The Kittatinny Ridge Conservation Landscape is a critical habitat for migrating birds such as the golden-winged and cerulean warblers. At Audubon, we take a hemispheric, full life-cycle perspective, meaning that we don’t just focus on breeding habitat but also the migration corridors our neo-tropical migrant birds use here in Pennsylvania. To date, we have coordinated the implementation of 100 acres of cerulean warbler habitat within the Kittatinny Ridge Global IBA.

Audubon continues to partner with The Nature Conservancy to advance migratory stopover habitat projects at Cove Mountain. In 2021, an initial small gap was planted with a diverse array of fruit-bearing shrubs to provide a structurally complex habitat for spring and fall migration.

Migratory Stopover Improvements

Spraying for invasive species and planting with fruiting shrubs, the ridgeline canopy opening has become an active migratory stopover site for many migratory passerines.

We have been able to go beyond initial plantings to monitoring and ongoing management of our habitat site. We are tracking the avian response to our management by contracting with local Penn State professor Dr. Julian Avery to conduct surveys during the spring and fall migratory windows. These migration surveys have indicated a higher migrant diversity in the project site relative to nearby, unimproved locations within the preserve.
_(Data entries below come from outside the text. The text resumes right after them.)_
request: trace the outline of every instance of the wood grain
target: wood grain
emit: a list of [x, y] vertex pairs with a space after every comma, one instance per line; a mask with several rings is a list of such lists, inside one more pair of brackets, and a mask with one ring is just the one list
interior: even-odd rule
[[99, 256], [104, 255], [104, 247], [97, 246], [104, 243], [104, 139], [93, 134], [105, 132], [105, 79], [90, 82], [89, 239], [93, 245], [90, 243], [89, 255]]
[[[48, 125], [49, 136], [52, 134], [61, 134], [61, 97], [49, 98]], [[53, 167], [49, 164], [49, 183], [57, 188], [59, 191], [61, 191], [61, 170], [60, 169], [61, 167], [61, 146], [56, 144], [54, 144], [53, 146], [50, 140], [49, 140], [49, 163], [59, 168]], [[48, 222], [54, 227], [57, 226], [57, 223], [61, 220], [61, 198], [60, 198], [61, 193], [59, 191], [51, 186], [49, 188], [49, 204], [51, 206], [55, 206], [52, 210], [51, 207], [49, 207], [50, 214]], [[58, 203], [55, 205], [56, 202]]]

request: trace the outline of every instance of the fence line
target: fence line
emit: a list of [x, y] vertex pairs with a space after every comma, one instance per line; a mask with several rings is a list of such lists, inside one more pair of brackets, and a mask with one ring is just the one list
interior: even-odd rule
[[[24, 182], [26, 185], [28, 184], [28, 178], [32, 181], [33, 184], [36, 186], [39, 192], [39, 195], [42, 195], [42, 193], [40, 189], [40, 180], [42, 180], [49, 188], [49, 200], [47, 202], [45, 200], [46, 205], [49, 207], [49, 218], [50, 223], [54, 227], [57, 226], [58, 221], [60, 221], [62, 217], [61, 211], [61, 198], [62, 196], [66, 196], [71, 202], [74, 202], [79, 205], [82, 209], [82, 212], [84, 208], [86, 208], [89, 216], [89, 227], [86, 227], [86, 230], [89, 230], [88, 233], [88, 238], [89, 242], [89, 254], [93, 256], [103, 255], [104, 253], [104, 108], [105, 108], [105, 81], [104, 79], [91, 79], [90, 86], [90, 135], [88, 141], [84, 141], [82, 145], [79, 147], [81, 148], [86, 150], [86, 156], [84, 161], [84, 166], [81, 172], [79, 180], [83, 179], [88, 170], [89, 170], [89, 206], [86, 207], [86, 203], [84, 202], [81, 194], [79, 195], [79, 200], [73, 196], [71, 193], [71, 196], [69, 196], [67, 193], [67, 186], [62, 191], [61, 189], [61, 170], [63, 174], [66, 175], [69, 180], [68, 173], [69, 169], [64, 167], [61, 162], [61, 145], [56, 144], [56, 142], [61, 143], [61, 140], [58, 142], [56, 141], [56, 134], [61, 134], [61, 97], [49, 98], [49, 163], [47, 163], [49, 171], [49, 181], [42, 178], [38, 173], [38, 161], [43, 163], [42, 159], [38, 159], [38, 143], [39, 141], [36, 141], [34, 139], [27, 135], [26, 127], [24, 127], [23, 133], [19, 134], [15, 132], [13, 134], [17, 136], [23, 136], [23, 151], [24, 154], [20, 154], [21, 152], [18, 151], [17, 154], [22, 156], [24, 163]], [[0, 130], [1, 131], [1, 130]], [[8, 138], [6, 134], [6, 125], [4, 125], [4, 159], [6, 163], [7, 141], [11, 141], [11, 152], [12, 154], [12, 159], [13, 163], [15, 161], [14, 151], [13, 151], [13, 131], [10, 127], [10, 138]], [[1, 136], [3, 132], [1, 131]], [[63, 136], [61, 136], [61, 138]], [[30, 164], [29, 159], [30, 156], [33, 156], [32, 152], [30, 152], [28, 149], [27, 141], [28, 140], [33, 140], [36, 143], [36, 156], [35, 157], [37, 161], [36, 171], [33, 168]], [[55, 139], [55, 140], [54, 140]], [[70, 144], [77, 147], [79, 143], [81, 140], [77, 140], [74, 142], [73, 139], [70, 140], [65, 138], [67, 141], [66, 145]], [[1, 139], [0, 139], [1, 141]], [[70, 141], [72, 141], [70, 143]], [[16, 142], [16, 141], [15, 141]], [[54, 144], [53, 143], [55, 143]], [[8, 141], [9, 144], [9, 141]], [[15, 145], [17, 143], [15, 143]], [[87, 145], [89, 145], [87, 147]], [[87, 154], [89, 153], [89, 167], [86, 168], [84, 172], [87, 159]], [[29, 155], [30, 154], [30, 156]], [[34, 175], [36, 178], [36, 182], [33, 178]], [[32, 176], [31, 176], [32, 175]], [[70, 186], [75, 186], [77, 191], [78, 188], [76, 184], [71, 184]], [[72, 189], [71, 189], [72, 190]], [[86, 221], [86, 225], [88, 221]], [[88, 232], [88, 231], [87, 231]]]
Several species were found only in the treatment site, including Wilson’s warbler, red-headed woodpecker, and bay-breasted warbler. These preliminary results illustrate the project’s success in providing the fuel that birds need to migrate and reduce the loss of birds that rely on Eastern Forests. These openings also support a more diverse breeding bird community relative to the surrounding forest. These data will be key to understanding how projects like Cove Mountain’s flagship migratory stopover site provide habitat.

This past fall, we expanded Cove Mountain’s migratory benefits through an additional four-acre patch that received direct seeding of fruit-bearing species. This new stopover site is only a short walk from the first habitat patches, allowing Cove Mountain hikers to experience a variety of management scenarios and forest habitat types while visiting the site.